Scalability studies and large grid computations for surface combatant using CFDShip-Iowa

Scalability studies and computations using the largest grids to date for free-surface flows are performed using message-passing interface (MPI)-based CFDShip-Iowa toolbox curvilinear (V4) and Cartesian (V6) grid solvers on Navy high-performance computing systems. Both solvers show good strong scalability up to 2048 processors, with V6 showing somewhat better performance than V4. V6 also outperforms V4 in terms of the memory requirements and central processing unit (CPU) time per time-step per grid point. The explicit solvers show better scalability than the implicit solvers, but the latter allows larger time-step sizes, resulting in a lower total CPU time.

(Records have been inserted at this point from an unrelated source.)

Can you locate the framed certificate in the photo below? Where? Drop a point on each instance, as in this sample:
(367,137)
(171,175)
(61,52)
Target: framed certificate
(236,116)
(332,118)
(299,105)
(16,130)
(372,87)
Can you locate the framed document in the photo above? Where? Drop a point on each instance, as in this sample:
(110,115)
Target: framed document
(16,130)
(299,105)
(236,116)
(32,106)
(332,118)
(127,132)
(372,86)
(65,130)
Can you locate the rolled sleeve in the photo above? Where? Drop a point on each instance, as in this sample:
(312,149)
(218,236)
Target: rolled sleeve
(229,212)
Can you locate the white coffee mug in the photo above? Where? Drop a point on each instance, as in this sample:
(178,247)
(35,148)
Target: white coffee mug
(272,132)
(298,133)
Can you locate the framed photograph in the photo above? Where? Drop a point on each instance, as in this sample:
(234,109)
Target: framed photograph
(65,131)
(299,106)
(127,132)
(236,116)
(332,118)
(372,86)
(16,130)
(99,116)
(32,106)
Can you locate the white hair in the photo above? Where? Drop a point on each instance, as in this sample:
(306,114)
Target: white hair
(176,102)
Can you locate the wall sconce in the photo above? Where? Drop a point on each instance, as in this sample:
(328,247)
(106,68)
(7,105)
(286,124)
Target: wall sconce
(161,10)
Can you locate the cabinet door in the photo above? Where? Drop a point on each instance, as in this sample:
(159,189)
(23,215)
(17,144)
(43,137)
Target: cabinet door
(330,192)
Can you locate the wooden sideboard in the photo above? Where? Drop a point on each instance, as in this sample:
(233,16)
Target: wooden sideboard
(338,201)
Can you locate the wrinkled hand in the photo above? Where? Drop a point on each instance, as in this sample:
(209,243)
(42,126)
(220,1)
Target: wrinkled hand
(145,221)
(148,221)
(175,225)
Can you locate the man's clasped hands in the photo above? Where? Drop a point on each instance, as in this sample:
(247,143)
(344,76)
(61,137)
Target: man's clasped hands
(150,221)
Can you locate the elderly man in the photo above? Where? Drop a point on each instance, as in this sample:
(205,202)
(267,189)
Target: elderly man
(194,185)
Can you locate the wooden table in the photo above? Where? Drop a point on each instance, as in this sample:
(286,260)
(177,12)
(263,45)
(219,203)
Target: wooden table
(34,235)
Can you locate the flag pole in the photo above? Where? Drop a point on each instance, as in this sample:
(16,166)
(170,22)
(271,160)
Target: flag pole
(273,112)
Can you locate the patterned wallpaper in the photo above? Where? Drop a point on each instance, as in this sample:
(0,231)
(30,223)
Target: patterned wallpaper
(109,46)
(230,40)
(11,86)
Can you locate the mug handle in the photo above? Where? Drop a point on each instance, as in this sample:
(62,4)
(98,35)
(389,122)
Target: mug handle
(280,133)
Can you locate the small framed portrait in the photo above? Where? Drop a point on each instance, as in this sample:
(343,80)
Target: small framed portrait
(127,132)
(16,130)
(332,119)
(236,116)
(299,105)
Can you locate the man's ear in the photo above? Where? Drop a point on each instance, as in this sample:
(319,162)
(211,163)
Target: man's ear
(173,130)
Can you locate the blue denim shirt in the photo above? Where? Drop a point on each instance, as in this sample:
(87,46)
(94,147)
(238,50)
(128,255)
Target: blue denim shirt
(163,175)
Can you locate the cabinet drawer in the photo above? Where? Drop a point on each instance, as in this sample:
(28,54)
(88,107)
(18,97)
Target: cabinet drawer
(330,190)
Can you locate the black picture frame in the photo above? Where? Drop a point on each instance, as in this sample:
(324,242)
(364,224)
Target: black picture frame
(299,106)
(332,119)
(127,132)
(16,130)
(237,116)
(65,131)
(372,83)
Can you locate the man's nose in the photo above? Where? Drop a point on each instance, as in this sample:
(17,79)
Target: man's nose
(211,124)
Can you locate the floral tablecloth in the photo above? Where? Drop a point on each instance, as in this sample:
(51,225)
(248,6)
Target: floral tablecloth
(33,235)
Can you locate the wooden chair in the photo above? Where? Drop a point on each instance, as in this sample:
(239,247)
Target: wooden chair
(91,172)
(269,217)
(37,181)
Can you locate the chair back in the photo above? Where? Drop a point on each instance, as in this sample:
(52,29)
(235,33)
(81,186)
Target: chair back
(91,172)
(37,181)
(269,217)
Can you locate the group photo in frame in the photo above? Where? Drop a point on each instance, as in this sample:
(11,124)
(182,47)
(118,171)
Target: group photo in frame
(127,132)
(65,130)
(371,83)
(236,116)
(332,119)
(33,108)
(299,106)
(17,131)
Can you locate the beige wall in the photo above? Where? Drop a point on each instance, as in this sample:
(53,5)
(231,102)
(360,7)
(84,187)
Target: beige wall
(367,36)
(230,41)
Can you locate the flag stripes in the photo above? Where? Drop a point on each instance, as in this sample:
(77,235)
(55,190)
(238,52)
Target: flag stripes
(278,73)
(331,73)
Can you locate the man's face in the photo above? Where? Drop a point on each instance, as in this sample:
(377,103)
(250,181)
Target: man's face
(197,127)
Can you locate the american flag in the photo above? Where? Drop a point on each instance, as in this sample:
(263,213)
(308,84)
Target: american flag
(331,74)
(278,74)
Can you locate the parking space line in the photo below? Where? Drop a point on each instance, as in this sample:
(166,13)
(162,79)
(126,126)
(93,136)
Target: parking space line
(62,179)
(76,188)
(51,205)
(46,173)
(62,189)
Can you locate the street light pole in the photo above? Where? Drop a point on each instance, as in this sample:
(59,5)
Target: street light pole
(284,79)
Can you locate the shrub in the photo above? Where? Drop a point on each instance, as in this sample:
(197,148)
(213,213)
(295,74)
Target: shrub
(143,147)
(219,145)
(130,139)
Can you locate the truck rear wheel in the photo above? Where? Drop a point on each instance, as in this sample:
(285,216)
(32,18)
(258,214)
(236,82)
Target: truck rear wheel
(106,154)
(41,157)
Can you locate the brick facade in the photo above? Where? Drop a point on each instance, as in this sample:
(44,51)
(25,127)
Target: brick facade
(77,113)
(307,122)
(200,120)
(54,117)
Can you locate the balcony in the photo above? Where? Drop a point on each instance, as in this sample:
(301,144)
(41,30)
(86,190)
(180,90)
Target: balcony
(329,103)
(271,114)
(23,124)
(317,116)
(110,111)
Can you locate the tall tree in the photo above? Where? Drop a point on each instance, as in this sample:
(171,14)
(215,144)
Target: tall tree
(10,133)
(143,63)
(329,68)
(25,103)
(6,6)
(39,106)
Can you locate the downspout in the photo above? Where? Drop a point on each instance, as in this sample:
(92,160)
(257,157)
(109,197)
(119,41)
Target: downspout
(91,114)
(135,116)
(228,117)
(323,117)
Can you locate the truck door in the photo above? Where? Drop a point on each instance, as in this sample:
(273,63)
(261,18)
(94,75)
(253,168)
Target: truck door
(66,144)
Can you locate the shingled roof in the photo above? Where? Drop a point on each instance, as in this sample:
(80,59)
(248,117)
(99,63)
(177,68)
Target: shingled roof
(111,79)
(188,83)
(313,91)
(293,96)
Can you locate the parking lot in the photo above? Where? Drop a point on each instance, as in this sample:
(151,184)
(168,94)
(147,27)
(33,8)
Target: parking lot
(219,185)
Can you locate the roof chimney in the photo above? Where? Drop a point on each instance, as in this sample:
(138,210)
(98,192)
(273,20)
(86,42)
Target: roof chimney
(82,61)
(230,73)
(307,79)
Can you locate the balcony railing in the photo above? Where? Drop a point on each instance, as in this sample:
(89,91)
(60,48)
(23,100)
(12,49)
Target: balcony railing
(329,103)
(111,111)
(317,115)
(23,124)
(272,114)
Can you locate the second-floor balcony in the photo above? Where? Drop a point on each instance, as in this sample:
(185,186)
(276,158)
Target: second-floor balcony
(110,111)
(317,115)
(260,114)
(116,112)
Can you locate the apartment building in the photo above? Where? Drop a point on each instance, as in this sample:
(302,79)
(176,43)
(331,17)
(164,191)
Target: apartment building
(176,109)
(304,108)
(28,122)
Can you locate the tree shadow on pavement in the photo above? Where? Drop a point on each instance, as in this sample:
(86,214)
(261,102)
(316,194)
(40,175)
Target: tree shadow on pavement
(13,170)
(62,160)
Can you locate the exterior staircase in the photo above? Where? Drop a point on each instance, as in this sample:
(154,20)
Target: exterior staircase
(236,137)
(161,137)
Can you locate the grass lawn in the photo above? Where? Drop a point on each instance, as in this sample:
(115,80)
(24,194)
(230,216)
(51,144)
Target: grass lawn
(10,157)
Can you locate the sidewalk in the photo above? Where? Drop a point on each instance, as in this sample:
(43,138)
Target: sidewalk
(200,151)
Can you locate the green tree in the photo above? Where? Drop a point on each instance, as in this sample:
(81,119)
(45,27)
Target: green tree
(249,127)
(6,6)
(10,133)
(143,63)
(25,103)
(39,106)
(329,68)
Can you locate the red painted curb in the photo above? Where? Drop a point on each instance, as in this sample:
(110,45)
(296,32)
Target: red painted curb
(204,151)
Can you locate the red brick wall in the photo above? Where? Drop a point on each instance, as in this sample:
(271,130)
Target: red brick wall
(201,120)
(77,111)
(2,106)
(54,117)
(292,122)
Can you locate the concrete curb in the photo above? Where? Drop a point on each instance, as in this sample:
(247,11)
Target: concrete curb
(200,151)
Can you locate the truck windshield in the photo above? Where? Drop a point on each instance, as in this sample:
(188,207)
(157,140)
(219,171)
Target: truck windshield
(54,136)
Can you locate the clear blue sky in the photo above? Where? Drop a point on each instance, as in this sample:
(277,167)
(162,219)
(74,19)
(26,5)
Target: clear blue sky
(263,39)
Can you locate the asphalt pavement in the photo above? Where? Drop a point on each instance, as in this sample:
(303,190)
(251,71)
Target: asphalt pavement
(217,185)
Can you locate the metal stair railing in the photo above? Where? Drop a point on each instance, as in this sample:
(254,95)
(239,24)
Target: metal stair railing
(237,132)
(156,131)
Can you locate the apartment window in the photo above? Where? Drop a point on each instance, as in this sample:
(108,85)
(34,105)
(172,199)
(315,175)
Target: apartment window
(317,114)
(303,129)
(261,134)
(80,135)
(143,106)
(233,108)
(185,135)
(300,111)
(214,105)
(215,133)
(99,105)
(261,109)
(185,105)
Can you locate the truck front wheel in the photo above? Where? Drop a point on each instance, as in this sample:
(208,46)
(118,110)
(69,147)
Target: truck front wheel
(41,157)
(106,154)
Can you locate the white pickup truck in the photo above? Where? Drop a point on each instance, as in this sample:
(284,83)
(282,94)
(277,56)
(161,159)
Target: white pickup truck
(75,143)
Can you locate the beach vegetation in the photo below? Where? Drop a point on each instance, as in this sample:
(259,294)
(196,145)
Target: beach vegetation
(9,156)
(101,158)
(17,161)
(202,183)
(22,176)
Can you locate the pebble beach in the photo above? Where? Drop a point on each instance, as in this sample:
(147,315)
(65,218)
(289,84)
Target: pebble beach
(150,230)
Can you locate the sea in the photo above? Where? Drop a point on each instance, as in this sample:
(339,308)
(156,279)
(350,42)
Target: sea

The multi-grid HYPRE solver shows better scalability than the portable, extensible toolkit for scientific computation solver. The main scalability bottleneck is identified to be the pressure Poisson solver. The memory bandwidth test suggests that further scalability improvements could be obtained by using hybrid MPI/openmulti-processing (OpenMP) parallelization. V4-detached eddy simulation (DES) on a 300 M grid for the surface combatant model DTMB 5415 in the straight-ahead condition provides a plausible description of the vortical structures and mean flow patterns observed in the experiments. However, the vortex strengths are over predicted and the turbulence is not resolved. V4-DESs on up to 250 M grids for DTMB 5415 at 20 degrees static drift angle significantly improve the forces and moment predictions compared to the coarse grid unsteady Reynolds averaged Navier-Stokes, due to the improved resolved turbulence predictions. The simulations provide detailed resolution of the free-surface and breaking pattern and vortical and turbulent structures, which will guide planned experiments. V6 simulations on up to 276 M grids for DTMB 5415 in the straight-ahead condition predict diffused vortical structures due to poor wall-layer predictions. This could be due to the limitations of the wall-function implementation for the immersed boundary method.